Energies, Vol. 18, Pages 6574: An End-to-End Hierarchical Intelligent Inference Model for Collaborative Operation of Grid Switches
Energies doi: 10.3390/en18246574
Authors:
Mingrui Zhao
Tie Chen
Jiaxin Yuan
Yuting Jiang
Junlin Ren
To address the issue of heavy reliance on manual intervention in substation maintenance tasks, this paper proposes an end-to-end hierarchical intelligent inference method for collaborative operation of grid switches. The method constructs a unified knowledge environment that can simultaneously describe the operational characteristics of both the power grid and the substation, and combines Dueling Double Deep Q-Network (D3QN) with Multi-Task Dueling Double Deep Q-Network (MT-D3QN) algorithms for interactive training, achieving hierarchical inference. The upper layer uses bays as the base nodes to reflect the power flow, designing a reward and penalty function under N-1 power flow constraints and ring-current impact constraints, optimizing the load transfer plan for the power outages caused by maintenance tasks.

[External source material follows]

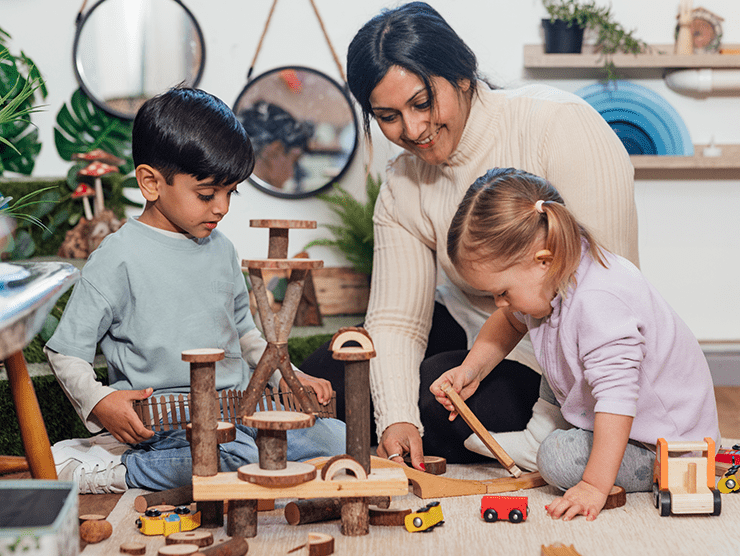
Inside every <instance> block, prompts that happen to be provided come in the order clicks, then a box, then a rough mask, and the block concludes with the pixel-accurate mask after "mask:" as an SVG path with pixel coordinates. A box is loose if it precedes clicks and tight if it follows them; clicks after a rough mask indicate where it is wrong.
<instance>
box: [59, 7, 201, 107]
mask: <svg viewBox="0 0 740 556" xmlns="http://www.w3.org/2000/svg"><path fill="white" fill-rule="evenodd" d="M73 57H74V68H75V74H76V75H77V80H78V81H79V83H80V87H82V90H83V91H84V92H85V94H86V95H87V96H88V97H90V99H91V100H92V101H93V102H94V103H95V104H96V105H98V106H99V107H100V108H102V109H103V110H105V111H106V112H108V113H110V114H112V115H114V116H118V117H119V118H124V119H127V120H133V119H134V116H136V112H137V110H138V109H139V107H140V106H141V105H142V104H143V103H144V102H145V101H146V100H147V99H149V98H151V97H153V96H156V95H157V94H159V93H161V92H163V91H166V90H167V89H169V88H170V87H173V86H175V85H179V84H183V85H186V86H189V87H195V86H196V85H197V84H198V82H199V81H200V77H201V75H202V73H203V66H204V64H205V46H204V44H203V34H202V33H201V30H200V27H199V26H198V23H197V22H196V21H195V18H194V17H193V15H192V14H191V13H190V11H189V10H188V9H187V8H186V7H185V6H184V5H183V4H182V2H180V0H99V2H98V3H97V4H95V5H94V6H93V7H92V8H90V11H88V12H87V14H85V17H84V18H83V19H82V20H81V21H80V22H79V23H78V25H77V33H76V35H75V42H74V49H73Z"/></svg>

The lower layer uses switches as the base nodes to reflect the main wiring status of the substation, introduces a multi-task learning mechanism for parallel training of bays with the same tasks, designs the reward and penalty function according to the five protection rules, and optimizes the switching operations within the bay. The experimental results show that the trained model can quickly deduce the switching operation sequence for different maintenance tasks.